The next question to answer to decide whether this reform will lead to a better judiciary is whether judges in merit selection states are more independent than the Texas judiciary. In the classic study of the Missouri Plan, The Politics of Bench & Bar the authors found—the competing plaintiff and defendant bar were about equally successful in obtaining seats for judges they supported for appointment. Thus, the result was a relatively well -balanced "two-party" competition. However, that competition took place in a subterranean process beyond popular control. Thus, in reality the competition continued just without the people having a meaningful say.

Politics remains in the retention system just as in system of partisan elections.

The reformers at the Statesman suggest that with retention elections, the picking of judges will be less political. Yet, as pointed out above, those who have studied the system in such states have come to a far different conclusion. The interest groups who have a significant stake in the judiciary will continue to work to promote their interests no matter what formula is used to pick judges. Again, the research shows that those with the greatest interest (i.e. The bar) have a way to make themselves felt regardless of method employed. Nor has the federal appointed system demonstrated an absence of politics in the selection of judges.

In its editorial, the Statesman argues that an imminent ruling from the US Supreme Court in the Caperton v. Massey case will change the calculus of judicial elections. While Caperton is an important case regarding recusal of judges, the Supreme Court has previously considered and found that independent political speech like that used in the West Virginia judicial elections at issue in Caperton do not pose a threat of corruption or the appearance of corruption. Randall v. Sorrell, 548 U. S. 230 (2006); Buckley v. Valeo, 424 U.S. 1 (1976).
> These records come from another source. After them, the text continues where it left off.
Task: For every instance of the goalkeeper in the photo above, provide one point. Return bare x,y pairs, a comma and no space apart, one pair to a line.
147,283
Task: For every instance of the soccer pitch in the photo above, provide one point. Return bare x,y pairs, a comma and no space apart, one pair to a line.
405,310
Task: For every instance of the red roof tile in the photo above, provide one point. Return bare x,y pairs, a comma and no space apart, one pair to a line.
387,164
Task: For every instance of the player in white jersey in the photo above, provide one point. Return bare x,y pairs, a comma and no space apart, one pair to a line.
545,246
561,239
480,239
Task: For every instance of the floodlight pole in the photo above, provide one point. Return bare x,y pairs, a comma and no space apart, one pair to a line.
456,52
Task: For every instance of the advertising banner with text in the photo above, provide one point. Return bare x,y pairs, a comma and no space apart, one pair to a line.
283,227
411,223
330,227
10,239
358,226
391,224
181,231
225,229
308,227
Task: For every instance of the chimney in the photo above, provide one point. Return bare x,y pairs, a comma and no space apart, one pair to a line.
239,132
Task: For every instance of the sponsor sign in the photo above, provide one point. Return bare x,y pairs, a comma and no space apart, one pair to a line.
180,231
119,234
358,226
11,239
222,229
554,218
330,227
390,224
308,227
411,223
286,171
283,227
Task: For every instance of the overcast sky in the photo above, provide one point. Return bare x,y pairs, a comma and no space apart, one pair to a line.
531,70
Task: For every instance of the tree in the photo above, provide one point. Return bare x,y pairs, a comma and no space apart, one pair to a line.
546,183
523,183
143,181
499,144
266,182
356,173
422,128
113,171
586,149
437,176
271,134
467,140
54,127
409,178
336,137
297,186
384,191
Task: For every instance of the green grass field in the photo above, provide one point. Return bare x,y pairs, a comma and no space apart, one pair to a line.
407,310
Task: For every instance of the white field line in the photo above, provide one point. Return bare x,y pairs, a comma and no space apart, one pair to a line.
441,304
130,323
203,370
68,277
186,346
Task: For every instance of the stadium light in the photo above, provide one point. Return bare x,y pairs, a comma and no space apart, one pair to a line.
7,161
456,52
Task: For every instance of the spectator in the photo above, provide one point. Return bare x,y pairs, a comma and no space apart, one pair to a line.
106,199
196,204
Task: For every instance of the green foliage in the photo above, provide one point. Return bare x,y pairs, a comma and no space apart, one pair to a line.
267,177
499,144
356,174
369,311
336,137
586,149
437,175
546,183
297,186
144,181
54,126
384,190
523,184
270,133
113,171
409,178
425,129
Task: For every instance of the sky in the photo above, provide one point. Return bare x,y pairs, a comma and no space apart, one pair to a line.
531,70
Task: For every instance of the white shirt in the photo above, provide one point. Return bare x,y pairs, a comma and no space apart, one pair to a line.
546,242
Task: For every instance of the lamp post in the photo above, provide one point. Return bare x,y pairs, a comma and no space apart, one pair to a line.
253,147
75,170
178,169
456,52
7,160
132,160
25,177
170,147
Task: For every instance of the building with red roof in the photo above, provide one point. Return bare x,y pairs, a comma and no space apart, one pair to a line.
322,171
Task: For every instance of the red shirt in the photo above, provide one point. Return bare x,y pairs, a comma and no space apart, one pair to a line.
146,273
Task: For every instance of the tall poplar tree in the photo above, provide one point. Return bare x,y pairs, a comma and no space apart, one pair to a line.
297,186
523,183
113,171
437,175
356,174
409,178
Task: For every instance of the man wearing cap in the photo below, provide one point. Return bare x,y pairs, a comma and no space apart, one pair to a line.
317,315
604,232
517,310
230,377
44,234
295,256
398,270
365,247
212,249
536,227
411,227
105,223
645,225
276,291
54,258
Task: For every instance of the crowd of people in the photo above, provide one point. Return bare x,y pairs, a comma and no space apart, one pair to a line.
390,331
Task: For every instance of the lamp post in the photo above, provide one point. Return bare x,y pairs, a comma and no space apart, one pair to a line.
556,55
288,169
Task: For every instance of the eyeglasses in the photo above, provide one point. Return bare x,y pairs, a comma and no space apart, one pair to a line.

The people don't retain any meaningful right to vote in the merit selection plan.

In the merit selection of judges plan, the people have no real right to vote. What they are left with is an uncontested retention election years after an appointment by the Governor. Social science studies researching the issue have shown that less than one percent of all judges standing for retention elections have been removed. This is significantly smaller than in partisan elective systems. Further, while turnout is low in typical judicial elections it is even lower in retention elections. With no live opponent, retention elections do not generate the publicity that brings voters to the polls. As note earlier, politics isn't removed from the merit selection process thus at the end of the day only the right of people to participate is.

Judicial partisan judicial elections have substantial advantages over the alternatives. Not least of which is that they provide an additional, significant measure of self-government to voters. Or as Professors' Chris W. Bonneau and Melinda Gann Hall propose in their new book In Defense of Judicial Elections, judicial elections are efficacious mechanisms that enhance the quality of democracy and create a link between citizens and the judiciary. Indeed, this link between self -government and judicial selection may be most important to confirm that Judges are not apart and superior to citizens they serve.

Thomas Jefferson considered the issue and wrote:

"The exemption of the judges from {election} is quite dangerous enough. I know no safe depository of the ultimate powers of the society but the people themselves; and if we think them [the people] not enlightened enough to exercise their control with a wholesome direction, the remedy is not to take it [power] from them, but to inform their discretion by education."

Thomas Jefferson, Writings, Vol. XV, p. 278. We believe Thomas Jefferson was right and the people's right to meaningfully participate in electing their judges should be preserved.

Broadus Spivey is an Austin attorney and former president of the state bar. Mike Thompson Jr. is an Austin attorney. He is a member of the Federalist Society, the Texas Association of Defense Counsel and Sam's Club.